The FCA has fined Sesame Limited £6,031,200 (including a 30 per cent early settlement discount) for
failing to ensure advice given to customers was suitable and failings in the systems and controls that
governed the oversight of its appointed representatives (ARs). The penalty is made up of a £245,000 fine
for breaching Principle 9 of the Principles for Businesses and the following rules set out in the Conduct
of Business (COB) sourcebook COB 5.3.5R, COB 5.4.3R, COB 4.5.2R, COB 9.2.1R, COB 9.2.2R and COB 9.2.3R
and £5,786,299 for breaching Principle 3 of the Principles for Businesses.

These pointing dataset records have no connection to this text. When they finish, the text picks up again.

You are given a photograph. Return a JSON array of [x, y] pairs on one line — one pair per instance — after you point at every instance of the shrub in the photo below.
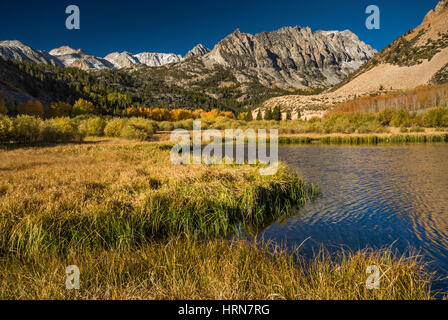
[[165, 126], [400, 118], [93, 126], [385, 116], [31, 108], [5, 129], [436, 117], [417, 129], [58, 109], [60, 130], [26, 129], [83, 107], [3, 109], [113, 127], [133, 128]]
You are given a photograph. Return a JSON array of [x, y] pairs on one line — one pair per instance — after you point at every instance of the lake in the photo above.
[[373, 196]]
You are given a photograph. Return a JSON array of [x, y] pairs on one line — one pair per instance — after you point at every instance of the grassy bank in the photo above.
[[366, 139], [139, 227], [120, 195], [212, 270]]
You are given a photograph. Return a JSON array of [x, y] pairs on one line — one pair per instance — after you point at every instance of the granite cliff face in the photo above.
[[19, 51], [199, 50], [292, 56]]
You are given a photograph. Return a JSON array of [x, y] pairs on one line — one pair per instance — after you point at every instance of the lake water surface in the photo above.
[[372, 197]]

Between July 2005 and June 2009 Sesame advised 426 customers to invest a total of over £6.1million in
Keydata life settlement products. Sesame failed to take reasonable care to ensure the advice given by ARs
was suitable. The FCA found that Sesame failed to explain to customers all of the key risks and failed to
give a balanced view of the advantages and disadvantages of the life settlement products. In addition,
between July 2010 and September 2012, Sesame failed to take reasonable care to organise and control its
affairs responsibly and effectively and had failed to improve its oversight of the ARs. These systems and
controls failings meant that the unsuitable sales that occurred between 2005 and 2009 could have been
repeated between July 2010 and September 2012 for other investment products.